Offline inference, or batch inference, is an approach to run machine learning (ML) inference in a batch mode when processing a large dataset, as opposed to generating predictions in real-time given the input. The offline inference jobs are typically built on top of big data platforms to scale horizontally, and are running on fixed schedules (e.g. hourly, daily).
Running inference at scale is challenging. In this blog, we will share our observations and the practice to use Alluxio to speed up the I/O performance for large-scale ML/DL offline inference at Microsoft Bing.

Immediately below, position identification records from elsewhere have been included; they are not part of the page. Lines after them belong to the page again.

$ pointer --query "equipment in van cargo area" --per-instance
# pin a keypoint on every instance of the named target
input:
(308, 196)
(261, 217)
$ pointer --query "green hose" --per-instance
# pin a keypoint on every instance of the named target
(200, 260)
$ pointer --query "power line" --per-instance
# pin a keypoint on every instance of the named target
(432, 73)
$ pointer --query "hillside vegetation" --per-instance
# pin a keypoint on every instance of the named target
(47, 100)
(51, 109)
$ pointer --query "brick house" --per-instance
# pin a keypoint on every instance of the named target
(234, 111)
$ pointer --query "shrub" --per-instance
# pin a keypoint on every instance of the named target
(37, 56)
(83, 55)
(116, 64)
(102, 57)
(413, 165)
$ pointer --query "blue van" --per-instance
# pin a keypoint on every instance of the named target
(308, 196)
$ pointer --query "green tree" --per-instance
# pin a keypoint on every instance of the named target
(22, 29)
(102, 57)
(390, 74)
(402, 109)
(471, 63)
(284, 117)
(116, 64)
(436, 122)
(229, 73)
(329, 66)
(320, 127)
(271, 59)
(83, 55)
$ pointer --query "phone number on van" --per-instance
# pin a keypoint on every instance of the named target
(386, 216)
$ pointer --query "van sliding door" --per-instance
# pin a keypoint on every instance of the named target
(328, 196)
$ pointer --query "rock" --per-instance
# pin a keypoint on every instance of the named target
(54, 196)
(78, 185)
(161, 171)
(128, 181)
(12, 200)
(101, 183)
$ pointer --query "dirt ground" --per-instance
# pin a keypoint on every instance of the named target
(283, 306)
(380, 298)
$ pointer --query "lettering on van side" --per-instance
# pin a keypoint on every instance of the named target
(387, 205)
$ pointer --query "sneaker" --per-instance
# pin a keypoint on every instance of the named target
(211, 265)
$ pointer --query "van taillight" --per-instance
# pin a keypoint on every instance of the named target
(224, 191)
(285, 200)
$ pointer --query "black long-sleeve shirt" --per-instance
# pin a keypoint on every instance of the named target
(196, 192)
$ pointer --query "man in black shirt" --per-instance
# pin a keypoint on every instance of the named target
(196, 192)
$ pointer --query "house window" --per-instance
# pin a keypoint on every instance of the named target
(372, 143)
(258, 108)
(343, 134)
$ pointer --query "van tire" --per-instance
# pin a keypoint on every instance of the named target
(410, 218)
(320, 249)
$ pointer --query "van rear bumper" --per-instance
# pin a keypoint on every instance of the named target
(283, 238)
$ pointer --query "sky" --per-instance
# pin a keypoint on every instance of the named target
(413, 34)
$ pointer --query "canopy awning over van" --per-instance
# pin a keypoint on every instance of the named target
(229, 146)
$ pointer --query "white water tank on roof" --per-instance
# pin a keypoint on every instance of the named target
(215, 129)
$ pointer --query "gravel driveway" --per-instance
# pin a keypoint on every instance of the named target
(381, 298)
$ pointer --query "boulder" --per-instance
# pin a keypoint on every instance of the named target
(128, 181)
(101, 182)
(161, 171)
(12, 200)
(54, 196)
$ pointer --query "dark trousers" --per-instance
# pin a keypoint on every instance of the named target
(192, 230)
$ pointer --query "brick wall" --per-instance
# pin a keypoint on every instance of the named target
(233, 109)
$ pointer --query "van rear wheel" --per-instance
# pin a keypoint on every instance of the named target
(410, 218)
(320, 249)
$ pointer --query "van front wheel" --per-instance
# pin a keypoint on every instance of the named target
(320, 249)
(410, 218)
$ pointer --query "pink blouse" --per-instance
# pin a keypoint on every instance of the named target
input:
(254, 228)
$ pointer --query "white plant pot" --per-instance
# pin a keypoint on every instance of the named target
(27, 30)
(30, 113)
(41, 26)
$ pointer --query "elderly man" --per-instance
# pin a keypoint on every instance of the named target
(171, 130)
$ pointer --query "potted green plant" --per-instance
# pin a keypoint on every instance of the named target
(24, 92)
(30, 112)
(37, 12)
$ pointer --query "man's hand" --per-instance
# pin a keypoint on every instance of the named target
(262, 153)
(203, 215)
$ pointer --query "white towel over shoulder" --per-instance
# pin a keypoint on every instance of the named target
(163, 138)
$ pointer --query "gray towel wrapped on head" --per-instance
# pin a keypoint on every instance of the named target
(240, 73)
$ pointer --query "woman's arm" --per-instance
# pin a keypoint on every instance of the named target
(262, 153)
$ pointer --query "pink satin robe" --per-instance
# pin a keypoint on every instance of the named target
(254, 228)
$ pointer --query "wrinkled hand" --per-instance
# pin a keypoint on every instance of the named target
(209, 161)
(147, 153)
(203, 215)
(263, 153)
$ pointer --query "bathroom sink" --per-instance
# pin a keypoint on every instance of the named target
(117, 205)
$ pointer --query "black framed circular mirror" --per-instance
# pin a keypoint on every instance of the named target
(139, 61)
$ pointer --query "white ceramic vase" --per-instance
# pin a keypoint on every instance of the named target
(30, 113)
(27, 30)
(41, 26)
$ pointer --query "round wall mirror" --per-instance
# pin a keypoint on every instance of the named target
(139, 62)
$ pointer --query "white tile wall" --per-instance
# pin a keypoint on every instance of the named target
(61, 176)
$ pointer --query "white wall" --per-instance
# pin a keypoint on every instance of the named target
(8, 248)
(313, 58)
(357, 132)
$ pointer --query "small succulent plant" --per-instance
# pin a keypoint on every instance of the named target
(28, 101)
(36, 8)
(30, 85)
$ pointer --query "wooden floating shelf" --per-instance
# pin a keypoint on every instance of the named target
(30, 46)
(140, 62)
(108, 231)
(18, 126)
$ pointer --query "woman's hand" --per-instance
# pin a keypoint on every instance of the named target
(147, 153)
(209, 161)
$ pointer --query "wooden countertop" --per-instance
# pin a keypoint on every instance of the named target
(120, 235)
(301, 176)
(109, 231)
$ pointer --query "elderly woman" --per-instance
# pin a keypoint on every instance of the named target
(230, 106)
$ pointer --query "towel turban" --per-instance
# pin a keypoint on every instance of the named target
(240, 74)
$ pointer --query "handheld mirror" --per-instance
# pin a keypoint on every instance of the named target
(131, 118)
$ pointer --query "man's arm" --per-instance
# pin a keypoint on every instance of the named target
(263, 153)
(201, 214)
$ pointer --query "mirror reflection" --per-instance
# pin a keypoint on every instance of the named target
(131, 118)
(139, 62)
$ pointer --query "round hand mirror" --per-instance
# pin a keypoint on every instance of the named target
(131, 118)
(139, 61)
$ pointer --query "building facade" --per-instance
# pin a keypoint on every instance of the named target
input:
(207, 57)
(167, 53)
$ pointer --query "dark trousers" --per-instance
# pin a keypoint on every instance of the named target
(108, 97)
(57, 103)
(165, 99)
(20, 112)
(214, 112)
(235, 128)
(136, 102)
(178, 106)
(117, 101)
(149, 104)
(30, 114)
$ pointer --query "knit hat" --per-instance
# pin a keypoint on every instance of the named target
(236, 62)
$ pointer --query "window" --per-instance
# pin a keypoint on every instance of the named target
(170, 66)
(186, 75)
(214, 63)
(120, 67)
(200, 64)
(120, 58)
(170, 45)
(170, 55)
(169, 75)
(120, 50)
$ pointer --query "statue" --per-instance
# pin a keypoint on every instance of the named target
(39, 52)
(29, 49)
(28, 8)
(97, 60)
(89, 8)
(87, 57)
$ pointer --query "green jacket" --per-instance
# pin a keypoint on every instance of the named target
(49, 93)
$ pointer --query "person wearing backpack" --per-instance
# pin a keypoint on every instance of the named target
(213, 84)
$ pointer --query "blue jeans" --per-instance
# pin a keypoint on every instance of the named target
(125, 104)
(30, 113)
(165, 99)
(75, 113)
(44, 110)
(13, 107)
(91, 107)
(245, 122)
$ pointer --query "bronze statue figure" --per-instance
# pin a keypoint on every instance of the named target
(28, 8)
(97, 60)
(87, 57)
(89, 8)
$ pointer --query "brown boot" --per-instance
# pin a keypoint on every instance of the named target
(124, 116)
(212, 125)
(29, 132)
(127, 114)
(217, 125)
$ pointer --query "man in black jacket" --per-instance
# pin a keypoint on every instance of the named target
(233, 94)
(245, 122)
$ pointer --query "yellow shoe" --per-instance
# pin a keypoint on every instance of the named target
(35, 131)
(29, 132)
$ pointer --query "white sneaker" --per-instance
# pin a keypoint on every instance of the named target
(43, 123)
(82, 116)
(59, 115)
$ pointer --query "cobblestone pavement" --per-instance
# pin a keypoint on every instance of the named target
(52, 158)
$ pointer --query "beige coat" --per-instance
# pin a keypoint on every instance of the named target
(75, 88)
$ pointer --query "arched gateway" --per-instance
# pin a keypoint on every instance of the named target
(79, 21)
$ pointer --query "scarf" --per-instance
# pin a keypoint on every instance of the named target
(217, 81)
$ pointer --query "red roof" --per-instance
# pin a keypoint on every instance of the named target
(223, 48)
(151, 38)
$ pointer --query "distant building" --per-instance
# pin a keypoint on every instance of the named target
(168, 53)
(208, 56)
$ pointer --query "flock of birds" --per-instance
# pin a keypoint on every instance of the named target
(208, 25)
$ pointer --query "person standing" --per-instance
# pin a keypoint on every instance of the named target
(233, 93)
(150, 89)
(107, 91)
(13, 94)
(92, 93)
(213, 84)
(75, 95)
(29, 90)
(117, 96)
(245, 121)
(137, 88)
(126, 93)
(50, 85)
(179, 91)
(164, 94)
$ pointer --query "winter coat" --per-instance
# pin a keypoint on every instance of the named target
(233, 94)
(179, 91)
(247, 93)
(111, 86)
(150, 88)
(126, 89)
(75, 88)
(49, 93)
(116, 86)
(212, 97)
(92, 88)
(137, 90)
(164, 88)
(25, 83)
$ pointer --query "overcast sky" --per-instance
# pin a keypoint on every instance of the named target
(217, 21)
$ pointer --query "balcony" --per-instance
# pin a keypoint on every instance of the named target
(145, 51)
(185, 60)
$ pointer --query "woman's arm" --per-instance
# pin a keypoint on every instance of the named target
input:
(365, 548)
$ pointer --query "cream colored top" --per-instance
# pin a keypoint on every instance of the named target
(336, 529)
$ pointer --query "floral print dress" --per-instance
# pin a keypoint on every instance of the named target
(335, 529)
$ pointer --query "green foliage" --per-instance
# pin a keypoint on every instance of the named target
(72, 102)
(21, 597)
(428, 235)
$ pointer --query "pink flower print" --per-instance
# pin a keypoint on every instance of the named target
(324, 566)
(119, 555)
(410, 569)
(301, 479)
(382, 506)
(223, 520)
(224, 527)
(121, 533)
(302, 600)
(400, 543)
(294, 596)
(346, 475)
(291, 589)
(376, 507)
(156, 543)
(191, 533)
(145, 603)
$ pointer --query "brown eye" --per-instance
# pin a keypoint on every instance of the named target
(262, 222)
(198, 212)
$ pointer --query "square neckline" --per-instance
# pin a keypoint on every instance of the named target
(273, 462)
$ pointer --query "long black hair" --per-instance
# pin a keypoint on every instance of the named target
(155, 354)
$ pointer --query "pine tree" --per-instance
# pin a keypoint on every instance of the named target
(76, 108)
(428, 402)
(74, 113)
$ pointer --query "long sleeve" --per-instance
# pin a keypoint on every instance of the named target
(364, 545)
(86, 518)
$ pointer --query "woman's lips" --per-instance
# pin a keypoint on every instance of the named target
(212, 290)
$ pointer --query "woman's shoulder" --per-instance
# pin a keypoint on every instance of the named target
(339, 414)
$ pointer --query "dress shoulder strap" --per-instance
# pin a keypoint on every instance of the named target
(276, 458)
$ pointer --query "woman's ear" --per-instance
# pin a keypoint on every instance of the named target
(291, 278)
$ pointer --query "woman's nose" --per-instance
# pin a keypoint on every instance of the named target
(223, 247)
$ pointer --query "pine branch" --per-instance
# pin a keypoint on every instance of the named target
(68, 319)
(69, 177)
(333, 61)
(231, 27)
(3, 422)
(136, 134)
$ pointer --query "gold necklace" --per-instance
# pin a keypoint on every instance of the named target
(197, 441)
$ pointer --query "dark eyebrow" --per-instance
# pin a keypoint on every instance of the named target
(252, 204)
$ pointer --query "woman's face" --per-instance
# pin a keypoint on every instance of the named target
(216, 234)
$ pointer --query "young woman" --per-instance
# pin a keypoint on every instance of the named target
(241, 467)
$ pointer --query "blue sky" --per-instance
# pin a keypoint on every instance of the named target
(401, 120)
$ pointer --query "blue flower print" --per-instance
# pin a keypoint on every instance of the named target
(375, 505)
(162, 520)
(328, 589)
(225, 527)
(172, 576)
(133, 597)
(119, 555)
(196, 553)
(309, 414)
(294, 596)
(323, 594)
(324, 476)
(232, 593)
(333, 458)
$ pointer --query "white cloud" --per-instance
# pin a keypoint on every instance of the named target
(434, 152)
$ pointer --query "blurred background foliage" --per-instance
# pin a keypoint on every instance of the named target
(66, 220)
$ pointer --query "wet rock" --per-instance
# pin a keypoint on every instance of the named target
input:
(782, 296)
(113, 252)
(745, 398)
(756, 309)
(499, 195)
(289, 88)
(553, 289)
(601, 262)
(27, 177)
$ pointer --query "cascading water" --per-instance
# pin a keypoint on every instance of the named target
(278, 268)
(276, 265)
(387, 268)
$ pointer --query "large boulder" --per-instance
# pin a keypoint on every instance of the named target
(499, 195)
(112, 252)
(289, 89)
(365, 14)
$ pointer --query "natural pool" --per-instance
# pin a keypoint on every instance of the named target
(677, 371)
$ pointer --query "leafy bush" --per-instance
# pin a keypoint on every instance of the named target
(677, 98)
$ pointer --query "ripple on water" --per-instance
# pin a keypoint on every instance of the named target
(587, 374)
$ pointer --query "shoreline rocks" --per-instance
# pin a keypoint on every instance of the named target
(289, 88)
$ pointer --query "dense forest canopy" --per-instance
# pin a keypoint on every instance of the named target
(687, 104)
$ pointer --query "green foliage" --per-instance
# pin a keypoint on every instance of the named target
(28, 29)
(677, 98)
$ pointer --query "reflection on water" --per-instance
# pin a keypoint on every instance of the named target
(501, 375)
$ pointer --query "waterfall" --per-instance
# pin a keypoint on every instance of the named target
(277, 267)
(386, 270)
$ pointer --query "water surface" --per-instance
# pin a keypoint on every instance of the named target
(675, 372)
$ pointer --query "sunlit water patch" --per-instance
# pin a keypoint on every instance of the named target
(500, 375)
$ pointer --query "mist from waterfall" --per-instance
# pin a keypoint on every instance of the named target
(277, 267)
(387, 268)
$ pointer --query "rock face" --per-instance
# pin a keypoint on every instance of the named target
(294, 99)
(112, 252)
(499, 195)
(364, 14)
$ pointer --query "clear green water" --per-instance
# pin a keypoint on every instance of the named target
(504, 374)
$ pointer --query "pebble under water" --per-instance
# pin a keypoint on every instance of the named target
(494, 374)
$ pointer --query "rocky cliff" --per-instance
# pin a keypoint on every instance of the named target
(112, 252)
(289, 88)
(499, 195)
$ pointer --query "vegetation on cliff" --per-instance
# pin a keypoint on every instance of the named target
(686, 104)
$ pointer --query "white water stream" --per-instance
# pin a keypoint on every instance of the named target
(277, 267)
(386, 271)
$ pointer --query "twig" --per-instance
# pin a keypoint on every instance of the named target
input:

1. I/O Challenges of Running Offline Inference Jobs at Scale
To understand our challenges, let us first introduce our offline inference jobs in this scale, data access pattern and architecture:
- Large Scale in Input and Output:: each job has more than 400 tasks and each task reads a different data set and generates its own output. There is no interaction between tasks. Each task reads about 2-3GB of data and generates about 7-8GB of data, which makes the total input and output data very large. For each job, the input data is about 1TB, and the output data is 3.5TB. The task is time-consuming and takes about 2-4 hours to complete.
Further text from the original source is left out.